Another part of a company's transition plan that will come under scrutiny is the emissions that it covers.
CBA required scope three emissions to be included in the reports. These are the emissions that come from the products the company produces, such as the emissions from gas that is exported and burnt offshore.
Gas giant Woodside's transition plan was rejected by its own shareholders earlier this year, highlighting the increased scrutiny that companies are under.
CBA has put itself ahead of the other major banks in Australia but there is movement in this space.

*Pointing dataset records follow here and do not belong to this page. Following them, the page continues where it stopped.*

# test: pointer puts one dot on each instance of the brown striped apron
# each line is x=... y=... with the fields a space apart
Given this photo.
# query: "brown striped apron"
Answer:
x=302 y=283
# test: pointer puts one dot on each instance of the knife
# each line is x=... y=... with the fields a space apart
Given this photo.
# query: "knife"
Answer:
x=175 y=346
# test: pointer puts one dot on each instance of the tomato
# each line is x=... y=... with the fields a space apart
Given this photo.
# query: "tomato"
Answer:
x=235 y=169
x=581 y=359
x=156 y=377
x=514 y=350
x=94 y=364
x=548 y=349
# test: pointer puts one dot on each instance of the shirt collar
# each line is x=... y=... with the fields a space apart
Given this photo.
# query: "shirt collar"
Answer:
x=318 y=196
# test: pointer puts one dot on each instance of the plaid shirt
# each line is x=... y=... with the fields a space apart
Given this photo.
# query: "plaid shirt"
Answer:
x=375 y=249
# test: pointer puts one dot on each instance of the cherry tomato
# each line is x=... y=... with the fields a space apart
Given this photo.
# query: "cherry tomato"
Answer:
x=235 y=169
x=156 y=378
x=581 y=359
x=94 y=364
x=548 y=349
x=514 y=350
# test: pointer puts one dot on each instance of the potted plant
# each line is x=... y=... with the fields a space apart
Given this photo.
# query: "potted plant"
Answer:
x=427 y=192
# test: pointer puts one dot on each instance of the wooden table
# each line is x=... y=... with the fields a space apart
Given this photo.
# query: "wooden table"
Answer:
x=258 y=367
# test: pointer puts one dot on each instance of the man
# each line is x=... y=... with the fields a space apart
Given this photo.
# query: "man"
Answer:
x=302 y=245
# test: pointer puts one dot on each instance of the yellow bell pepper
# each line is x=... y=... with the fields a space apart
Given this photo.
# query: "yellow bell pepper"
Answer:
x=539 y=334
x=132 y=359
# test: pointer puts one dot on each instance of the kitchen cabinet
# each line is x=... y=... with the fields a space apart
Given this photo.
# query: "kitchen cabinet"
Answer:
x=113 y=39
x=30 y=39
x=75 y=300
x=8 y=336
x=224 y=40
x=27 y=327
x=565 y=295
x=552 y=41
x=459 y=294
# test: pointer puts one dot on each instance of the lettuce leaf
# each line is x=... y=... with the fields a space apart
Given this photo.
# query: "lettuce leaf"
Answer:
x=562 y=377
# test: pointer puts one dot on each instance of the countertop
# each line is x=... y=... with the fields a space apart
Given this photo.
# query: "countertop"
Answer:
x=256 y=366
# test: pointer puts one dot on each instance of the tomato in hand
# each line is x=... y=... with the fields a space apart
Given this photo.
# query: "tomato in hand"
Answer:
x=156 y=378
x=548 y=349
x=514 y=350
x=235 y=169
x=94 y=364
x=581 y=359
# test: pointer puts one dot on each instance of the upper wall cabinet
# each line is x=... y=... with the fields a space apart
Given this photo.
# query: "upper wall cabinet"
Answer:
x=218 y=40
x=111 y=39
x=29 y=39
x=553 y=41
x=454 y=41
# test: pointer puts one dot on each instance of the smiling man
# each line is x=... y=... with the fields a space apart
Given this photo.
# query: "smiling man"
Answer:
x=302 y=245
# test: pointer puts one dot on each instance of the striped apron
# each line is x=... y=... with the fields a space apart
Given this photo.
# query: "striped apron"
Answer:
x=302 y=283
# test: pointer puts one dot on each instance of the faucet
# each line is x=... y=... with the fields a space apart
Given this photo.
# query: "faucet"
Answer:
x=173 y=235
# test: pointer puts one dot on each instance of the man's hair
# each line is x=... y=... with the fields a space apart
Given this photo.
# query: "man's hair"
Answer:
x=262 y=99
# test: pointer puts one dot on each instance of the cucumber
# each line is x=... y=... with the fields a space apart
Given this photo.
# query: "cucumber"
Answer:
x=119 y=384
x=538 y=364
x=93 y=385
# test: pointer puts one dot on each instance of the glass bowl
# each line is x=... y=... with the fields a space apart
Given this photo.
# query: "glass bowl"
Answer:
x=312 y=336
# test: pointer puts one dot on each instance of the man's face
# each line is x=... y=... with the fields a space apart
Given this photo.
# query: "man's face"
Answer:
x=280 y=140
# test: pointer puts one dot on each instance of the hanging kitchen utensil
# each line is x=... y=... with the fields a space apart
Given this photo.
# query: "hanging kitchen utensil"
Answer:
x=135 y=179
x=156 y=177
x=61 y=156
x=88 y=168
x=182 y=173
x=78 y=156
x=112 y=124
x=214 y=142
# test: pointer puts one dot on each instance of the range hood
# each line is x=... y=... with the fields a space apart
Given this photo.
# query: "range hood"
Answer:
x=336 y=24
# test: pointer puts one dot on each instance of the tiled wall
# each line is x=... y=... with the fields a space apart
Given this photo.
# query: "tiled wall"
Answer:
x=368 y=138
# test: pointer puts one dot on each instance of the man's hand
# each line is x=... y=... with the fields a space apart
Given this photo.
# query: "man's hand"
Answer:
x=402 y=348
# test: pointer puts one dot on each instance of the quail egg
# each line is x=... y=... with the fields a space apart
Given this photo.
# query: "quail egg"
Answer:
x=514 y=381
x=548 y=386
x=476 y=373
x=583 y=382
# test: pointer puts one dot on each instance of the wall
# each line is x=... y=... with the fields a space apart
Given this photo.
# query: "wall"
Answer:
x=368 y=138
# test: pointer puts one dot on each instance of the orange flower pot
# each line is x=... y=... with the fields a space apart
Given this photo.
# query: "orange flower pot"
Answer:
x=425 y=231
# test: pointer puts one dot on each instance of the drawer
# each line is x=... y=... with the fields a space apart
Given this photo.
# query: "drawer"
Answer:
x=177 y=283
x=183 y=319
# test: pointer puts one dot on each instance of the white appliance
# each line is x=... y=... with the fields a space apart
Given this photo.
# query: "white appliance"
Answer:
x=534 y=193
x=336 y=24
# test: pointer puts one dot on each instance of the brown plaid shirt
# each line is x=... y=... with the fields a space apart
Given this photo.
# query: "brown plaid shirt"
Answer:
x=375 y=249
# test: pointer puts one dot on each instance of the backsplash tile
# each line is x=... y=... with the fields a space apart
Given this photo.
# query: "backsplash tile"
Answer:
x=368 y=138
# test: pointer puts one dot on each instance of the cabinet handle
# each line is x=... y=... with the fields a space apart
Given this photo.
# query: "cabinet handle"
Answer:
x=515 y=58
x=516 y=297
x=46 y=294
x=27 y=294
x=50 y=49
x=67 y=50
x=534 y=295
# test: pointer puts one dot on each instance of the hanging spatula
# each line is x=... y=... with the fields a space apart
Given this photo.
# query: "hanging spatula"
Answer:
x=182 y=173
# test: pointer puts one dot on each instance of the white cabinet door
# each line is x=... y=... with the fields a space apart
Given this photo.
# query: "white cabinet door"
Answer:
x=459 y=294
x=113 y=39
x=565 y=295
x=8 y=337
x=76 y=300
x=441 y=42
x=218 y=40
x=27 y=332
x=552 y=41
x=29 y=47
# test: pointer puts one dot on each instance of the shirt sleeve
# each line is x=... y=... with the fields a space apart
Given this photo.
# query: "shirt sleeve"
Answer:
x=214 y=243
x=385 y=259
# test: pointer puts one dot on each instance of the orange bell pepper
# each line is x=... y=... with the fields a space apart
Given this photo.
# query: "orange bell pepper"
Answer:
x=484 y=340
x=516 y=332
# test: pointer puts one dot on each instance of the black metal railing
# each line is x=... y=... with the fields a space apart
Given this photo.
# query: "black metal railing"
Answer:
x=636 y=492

Westpac has asked clients to have a credible transition plan in place by September 2025.
ANZ told the ABC it is "supporting the energy sector to transition to net zero".
It said its financed emissions for "oil and gas and thermal coal sectors, have reduced by 25 per cent, 30 per cent and 96 per cent respectively, between 2020 and 2023."
The bank also said it wasn't surprised to be included in the analysis by Market Forces as the largest domestic lender to Australia's energy sector.
The National Australia Bank (NAB) released a statement this week saying it capped its oil and gas exposure at US$2.28 billion ($3.48 billion) and no longer loans money to thermal coal, the kind used for electricity.
Its climate report, however, only says that NAB "intends to require a transition plan" from fossil fuel clients by October 2025 and makes no commitment about what will happen if the transition plan doesn't hold up to scrutiny.
"Every dollar that goes into the fossil fuel industry and enables expansion is one dollar that could be going towards a green energy transition," Picket said
"If you're providing a fossil fuel expander with money, even if it's not clearly outlined that it's for [an] expansion project, it still frees up capital within that business to deploy on new and expanded projects which aren't compatible with the safe climate."
Santos deal in the spotlight
Next week gas giant Santos is expected to finalise a deal for about $750 million for its operations, according to Market Forces.
CBA will not be providing financing, however, Market Forces claims NAB, Westpac, and ANZ are in negotiations.
"While CommBank hasn't been explicit that they've dropped Santos as a client, they're not on this deal, from what we can see, the arrangers are ANZ, NAB and Westpac," Mr Pickett told the ABC.
In response to questions about the loan, ANZ and NAB told the ABC it would not comment on any of their customers.
The ABC has also contacted Santos, CBA and Westpac regarding the loan.